Petit rappel des faits : le 24 décembre 2000, la communauté chrétienne de Jakarta s’apprête à célébrer Noel et il en va de même dans l’ensemble de l’Archipel. A Jakarta, ce sont cinq églises qui sont visées, mais il en est de même dans huit autres villes indonésiennes (Medan, Batam, Bandung, Mataram, Sukabumi, Pekanbaru, Mojokerto).  18 personnes sont tuées à l’ occasion de ces attaques. Le 12 octobre 2002, à 23h05 heure locale, un terroriste pénètre dans le Paddy’s Bar, un pub situé dans le quartier touristique de Kuta, sur l’île de Bali, en Indonésie et y fait exploser une bombe, cachée dans son sac à dos, créant un mouvement de panique et un afflux de personnes dans la rue. C’est à ce moment qu’un véhicule piégé, garé devant le Sari Club, une discothèque, explose à son tour. Le bilan est lourd, il s’agit du plus grave acte de terrorisme dans l’histoire de l’Indonésie : 202 morts et 209 blessés, majoritairement des étrangers – Australiens pour la plupart – en vacances à Bali. La JI, et plus particulièrement Abu Bakar Bashir, responsable du groupe, est considérée comme l’inspirateur de ces attentats. Le spectre d’Al Qaeda ressurgit dans cette région un peu plus d’un an après les attentats du 11 septembre 2001.

Attentats de Bali (2002) © The Sun

Voila donc le pédigrée d’Umar Patek, aka Demolition Man. A la suite des attentats de Bali, le gouvernement indonésien opère à une première purge des milieux de l’islamisme radical, mais sans pour autant s’attaquer aux soutiens de ces derniers. Il faut reconnaitre qu’à l’époque, la JI est relativement bien organisée sous la forme de quatre Mantiqi couvrant une large partie de l’Asie du Sud-est continentale.
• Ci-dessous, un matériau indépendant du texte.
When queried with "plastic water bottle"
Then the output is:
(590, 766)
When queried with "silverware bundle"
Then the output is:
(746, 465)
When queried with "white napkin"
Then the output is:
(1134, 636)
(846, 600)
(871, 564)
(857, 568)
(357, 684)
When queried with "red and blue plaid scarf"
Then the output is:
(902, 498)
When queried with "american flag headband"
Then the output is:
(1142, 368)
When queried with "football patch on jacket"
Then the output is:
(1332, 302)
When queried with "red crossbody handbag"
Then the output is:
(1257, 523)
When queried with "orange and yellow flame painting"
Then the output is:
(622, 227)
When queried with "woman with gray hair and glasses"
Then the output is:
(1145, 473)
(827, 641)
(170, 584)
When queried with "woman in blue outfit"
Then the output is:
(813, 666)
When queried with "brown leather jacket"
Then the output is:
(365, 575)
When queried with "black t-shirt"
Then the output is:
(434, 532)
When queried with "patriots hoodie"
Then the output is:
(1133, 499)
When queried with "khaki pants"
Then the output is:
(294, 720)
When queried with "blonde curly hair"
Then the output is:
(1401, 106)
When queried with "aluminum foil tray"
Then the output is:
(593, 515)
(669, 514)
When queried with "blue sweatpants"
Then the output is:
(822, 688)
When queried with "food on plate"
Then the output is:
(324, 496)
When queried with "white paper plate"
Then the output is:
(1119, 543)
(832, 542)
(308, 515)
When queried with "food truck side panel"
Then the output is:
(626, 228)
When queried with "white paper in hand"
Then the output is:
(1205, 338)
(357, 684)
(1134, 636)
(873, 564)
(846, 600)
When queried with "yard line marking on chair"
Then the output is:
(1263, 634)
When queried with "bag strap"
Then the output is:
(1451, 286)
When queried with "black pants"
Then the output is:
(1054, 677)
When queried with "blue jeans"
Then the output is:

La Jemaah islamiyah est donc une organisation islamiste radicale, proche du Darul Islam, principal mouvance politique de l’islam radical indonésien, ayant pris une importance notable dans les années 1940. Le Darul Islam fut fondé alors que l’Indonésie lutte pour obtenir son indépendance. Ce mouvement politique tente alors d’instaurer, par la force, un État islamique, chose que Sukarno et Hatta, les pères fondateurs, n’acceptèrent jamais. Il s’agit alors d’un échec pour la Darul Islam, l’armée étant alors soutenue par des musulmans démocrates. Mais le Darul Islam ne désespère pas et entreprend de mener une lutte armée a l’encontre de Jakarta. Ce n’est cependant qu’en 1965 que le Darul islam fut démantelé. Les survivants s’organisèrent alors autour du Kommando Jihad, un groupuscule armé qui sera notamment responsable du détournement d’un avion de la compagnie nationale Garuda Indonesia en 1981.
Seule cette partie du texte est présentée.